Il ministro dell'Economia non ha digerito la regia del premier

Raffaella Malito

Rischio cortocircuito nei rapporti Padoan-Renzi. Il numero uno di via XX Settembre è sempre più in un angolo e ha mal digerito il modo con cui il premier Matteo Renzi sta gestendo il dossier Mps.

Il presidente del Consiglio preme da tempo per una soluzione di mercato e fa il tifo per le banche d'affari, in particolare per Jp Morgan e Mediobanca che sono entrate in partita per fare da capofila al consorzio di garanzia per la ricapitalizzazione dell'istituto senese. Emblematica in questo senso l'interrogazione del presidente dei deputati di Forza Italia, Renato Brunetta, al capo del Tesoro, Pier Carlo Padoan, affinchè vengano chiariti i rapporti tra il suo ministero e Jp Morgan, la banca d'affari che, scrive Brunetta, «ha fiutato l'enorme affanno del governo sui dossier bancari e ne approfitta».

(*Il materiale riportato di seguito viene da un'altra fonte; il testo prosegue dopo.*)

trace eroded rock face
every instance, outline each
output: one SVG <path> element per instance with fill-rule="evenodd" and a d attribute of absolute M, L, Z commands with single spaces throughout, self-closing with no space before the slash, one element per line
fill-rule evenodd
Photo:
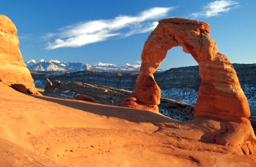
<path fill-rule="evenodd" d="M 202 81 L 196 111 L 249 117 L 249 104 L 236 73 L 228 58 L 218 52 L 218 47 L 209 32 L 210 27 L 206 23 L 181 18 L 160 20 L 144 46 L 141 68 L 142 74 L 138 76 L 134 94 L 138 102 L 158 104 L 149 103 L 146 96 L 141 95 L 148 87 L 141 82 L 140 76 L 152 76 L 153 80 L 153 73 L 165 59 L 167 51 L 180 46 L 185 52 L 191 54 L 199 66 Z M 150 86 L 158 87 L 156 83 Z M 155 90 L 151 91 L 153 94 L 150 96 L 151 101 L 158 102 L 160 97 L 156 95 L 160 90 Z"/>
<path fill-rule="evenodd" d="M 152 103 L 159 102 L 158 95 L 161 94 L 160 89 L 152 88 L 158 87 L 153 74 L 165 59 L 169 50 L 181 46 L 183 51 L 191 54 L 199 63 L 202 78 L 195 117 L 197 120 L 217 119 L 230 125 L 227 125 L 226 133 L 216 136 L 216 141 L 219 144 L 240 144 L 251 139 L 255 142 L 255 136 L 247 118 L 251 113 L 247 98 L 230 60 L 218 52 L 218 47 L 209 34 L 209 25 L 181 18 L 164 19 L 159 23 L 144 45 L 142 73 L 138 76 L 136 91 L 132 95 L 137 101 L 127 101 L 122 106 L 143 109 L 143 104 L 147 108 L 148 105 L 158 105 L 157 102 Z M 146 84 L 142 76 L 143 79 L 150 78 L 147 80 L 149 84 Z M 148 110 L 157 112 L 158 110 L 153 106 Z"/>
<path fill-rule="evenodd" d="M 0 15 L 0 81 L 34 87 L 33 80 L 20 51 L 20 42 L 14 24 Z"/>

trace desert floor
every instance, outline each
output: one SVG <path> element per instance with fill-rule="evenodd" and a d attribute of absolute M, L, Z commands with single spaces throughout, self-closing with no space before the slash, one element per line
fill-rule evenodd
<path fill-rule="evenodd" d="M 211 142 L 207 133 L 220 125 L 30 95 L 0 82 L 1 167 L 255 166 L 241 147 Z"/>

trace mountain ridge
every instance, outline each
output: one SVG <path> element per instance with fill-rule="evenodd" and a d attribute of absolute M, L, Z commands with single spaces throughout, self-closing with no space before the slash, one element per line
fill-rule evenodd
<path fill-rule="evenodd" d="M 132 65 L 129 63 L 115 64 L 114 63 L 97 63 L 89 64 L 81 62 L 62 62 L 57 60 L 45 61 L 41 59 L 36 61 L 31 59 L 27 61 L 26 64 L 29 70 L 40 71 L 80 71 L 86 70 L 97 70 L 100 71 L 116 72 L 139 72 L 141 65 Z M 159 70 L 159 71 L 162 70 Z"/>

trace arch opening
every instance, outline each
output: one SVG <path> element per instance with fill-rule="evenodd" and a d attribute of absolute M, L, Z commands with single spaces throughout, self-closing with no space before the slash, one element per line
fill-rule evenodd
<path fill-rule="evenodd" d="M 144 45 L 142 73 L 137 78 L 133 94 L 135 98 L 121 105 L 154 112 L 159 111 L 161 89 L 153 74 L 165 59 L 168 51 L 180 46 L 199 63 L 202 78 L 195 115 L 225 115 L 226 119 L 236 122 L 249 117 L 249 104 L 236 73 L 228 58 L 218 52 L 209 31 L 209 25 L 197 21 L 180 18 L 160 20 Z"/>

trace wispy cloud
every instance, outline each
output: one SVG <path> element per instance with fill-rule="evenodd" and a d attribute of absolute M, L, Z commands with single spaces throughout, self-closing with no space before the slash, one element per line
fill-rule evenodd
<path fill-rule="evenodd" d="M 221 15 L 220 13 L 228 12 L 237 7 L 239 3 L 239 2 L 231 0 L 216 0 L 208 3 L 203 7 L 202 11 L 192 13 L 190 17 L 208 18 L 220 16 Z"/>
<path fill-rule="evenodd" d="M 32 38 L 33 34 L 30 33 L 25 33 L 23 35 L 19 35 L 19 38 L 20 39 L 27 39 Z"/>
<path fill-rule="evenodd" d="M 98 20 L 69 25 L 58 29 L 59 32 L 47 34 L 43 37 L 48 42 L 46 49 L 63 47 L 79 47 L 105 41 L 111 37 L 124 38 L 153 30 L 157 26 L 155 20 L 167 16 L 175 7 L 156 7 L 135 16 L 120 15 L 113 19 Z"/>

Che il premier Renzi insista per una soluzione di mercato ben si capisce. Ottobre non è lontano e sul referendum per la riforma costituzionale si gioca buona parte del suo futuro. Un ennesimo aiuto a banche in difficoltà con i soldi pubblici, e poi in questo caso a Mps considerata storicamente «aggrovigliata» con il Pd (non solo locale), lo esporrebbe a pesanti ripercussioni in termini di voti. Ma cosa resta allora di tutta la partita giocata invece da Padoan in Europa per una soluzione pubblica compatibile con le regole comunitarie sui salvataggi bancari? Si dirà che nulla è andato perduto e che l'ombrello pubblico è sempre pronto per essere aperto qualora il piano Renzi non andasse in porto. Ma le cose non stanno realmente così. Padoan non si fida della soluzione privata che si sta profilando (sebbene fino all'altro giorno abbia professato fede incrollabile nel mercato) e da subito ha cercato di tessere una rete in Europa per percorrere una via differente da quella del premier. E nel suo cammino ha fatto proseliti importanti.

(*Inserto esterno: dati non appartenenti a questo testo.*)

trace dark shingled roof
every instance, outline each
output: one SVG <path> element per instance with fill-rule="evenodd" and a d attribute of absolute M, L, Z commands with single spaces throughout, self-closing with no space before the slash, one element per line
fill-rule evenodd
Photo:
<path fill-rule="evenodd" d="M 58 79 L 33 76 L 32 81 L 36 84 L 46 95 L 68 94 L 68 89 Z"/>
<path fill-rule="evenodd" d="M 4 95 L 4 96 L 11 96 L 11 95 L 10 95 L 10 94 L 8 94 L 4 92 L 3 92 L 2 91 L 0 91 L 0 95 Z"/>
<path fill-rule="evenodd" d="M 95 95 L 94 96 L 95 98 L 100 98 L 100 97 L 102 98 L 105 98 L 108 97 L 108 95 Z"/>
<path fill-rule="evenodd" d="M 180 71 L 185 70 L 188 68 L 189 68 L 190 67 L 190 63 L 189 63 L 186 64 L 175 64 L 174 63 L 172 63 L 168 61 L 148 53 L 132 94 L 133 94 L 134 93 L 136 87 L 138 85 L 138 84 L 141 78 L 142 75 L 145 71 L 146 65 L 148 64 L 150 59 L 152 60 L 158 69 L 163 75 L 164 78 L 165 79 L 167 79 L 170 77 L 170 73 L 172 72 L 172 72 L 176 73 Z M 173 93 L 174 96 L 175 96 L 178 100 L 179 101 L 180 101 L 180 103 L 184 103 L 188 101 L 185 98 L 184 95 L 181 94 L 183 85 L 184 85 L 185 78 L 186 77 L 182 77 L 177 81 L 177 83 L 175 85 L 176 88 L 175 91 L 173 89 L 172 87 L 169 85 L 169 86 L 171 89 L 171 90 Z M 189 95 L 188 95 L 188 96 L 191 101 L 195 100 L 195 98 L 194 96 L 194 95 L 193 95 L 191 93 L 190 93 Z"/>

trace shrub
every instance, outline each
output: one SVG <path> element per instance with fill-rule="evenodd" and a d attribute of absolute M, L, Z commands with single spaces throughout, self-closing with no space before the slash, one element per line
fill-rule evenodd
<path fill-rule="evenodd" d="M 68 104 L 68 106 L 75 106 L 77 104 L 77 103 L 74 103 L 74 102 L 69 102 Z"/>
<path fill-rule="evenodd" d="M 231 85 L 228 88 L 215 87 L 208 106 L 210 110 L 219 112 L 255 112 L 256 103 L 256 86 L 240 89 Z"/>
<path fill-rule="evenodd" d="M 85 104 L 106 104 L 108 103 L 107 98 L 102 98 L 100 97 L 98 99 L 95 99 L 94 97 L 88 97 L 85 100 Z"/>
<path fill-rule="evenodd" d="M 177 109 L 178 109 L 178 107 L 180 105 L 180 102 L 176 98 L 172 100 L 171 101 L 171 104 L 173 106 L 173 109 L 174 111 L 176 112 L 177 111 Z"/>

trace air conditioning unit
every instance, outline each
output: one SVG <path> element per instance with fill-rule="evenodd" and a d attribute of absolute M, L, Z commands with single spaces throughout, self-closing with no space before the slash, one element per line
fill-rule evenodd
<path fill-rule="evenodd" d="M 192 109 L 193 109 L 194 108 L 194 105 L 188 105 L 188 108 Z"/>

La commissaria alla Concorrenza Margrethe Vestager, pur avendo affermato che non vedeva rischi per la stabilità finanziaria italiana che giustificassero deroghe, aveva poi annunciato che l'accordo era vicino. Un accordo su cui si erano espressi positivamente anche la Francia, la Germania e la numero uno del Fmi Christine Lagarde. E soprattutto era sceso in campo Mario Draghi a benedire un sostegno pubblico alle banche. Il presidente della Bce ha confermato il diritto degli Stati a intervenire in circostanze eccezionali, d'intesa ovviamente con Bruxelles. Il focus delle trattative tra Roma e Bruxelles si è concentrato sul burden sharing, la condivisione dei costi tra azionisti e obbligazionisti subordinati nel caso di salvataggio delle banche. Con l'Ue disposta a sospendere il principio per gli investitori non istituzionali e Roma che vorrebbe invece una sospensione tout court per tutti gli investitori.

Una trattativa difficile ma non impossibile a cui Padoan stava lavorando alacremente e che Renzi ha di fatto snobbato. Dalla parte del Tesoro anche la sentenza della Corte di giustizia europea sul salvataggio di alcune banche slovene. Che ha stabilito che il bail in e il burden sharing sono legittimi ma che la presenza di circostanze eccezionali consente la sospensione dei meccanismi.

Sull'affaire Mps si potrebbe giocare anche il futuro del ministro Padoan. Non a caso Renzi avrebbe da tempo già pronto il nome di chi potrebbe prendere il suo posto: l'attuale ministro dello Sviluppo economico Carlo Calenda, sponsorizzato da Confindustria.